You can then check your entire design against AASHTO standards or any set of standards that you specify. You can store state standards, DOT standards or your own firm's standards and check the entire project automatically. The report will show all discrepancies in red so that you can address them easily. Infrasoft has taken most of the drudgery out of road design and nearly all the drudgery out of learning the design program. You can now easily address all of those special little problems that creep up in every project.

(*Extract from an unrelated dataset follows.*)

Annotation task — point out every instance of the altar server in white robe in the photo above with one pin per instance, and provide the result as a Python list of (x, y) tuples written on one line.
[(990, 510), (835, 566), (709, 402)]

Infrasoft also provides a drawing production tool. I used it to create 15 plot-ready Plan and Profile sheets in about five minutes. I did cheat on one thing—I used an AutoCAD template from the Colorado DOT. Otherwise, the drawing production tool created the sheets automatically. I have never created them so quickly with so little input before.

Demo CD Available

Infrasoft offers a demo CD for MXROAD, which I strongly recommend. It will take about one hour to view all of it, but it can easily be viewed in 5-minute segments. It will give you more of a hands-on taste than I can give you in this short review. In fact, if this review does nothing more than get you to order and watch the demo CD, I will consider it a success.

Infrasoft also offers MXRAIL (for the design of railroads) and MXRENEW (for pavement renewal). All MX programs are available in a stand-alone Windows NT version or embedded in CAD programs such as AutoCAD Land Development Desktop, AutoCAD and MicroStation. Infrasoft also maintains a website at, where you can find product information, contact information, updates and news.


Joe Bell is owner of SCJ GPS/GIS Consultants in Las Cruces, New Mexico, and the Software Review Editor for the magazine.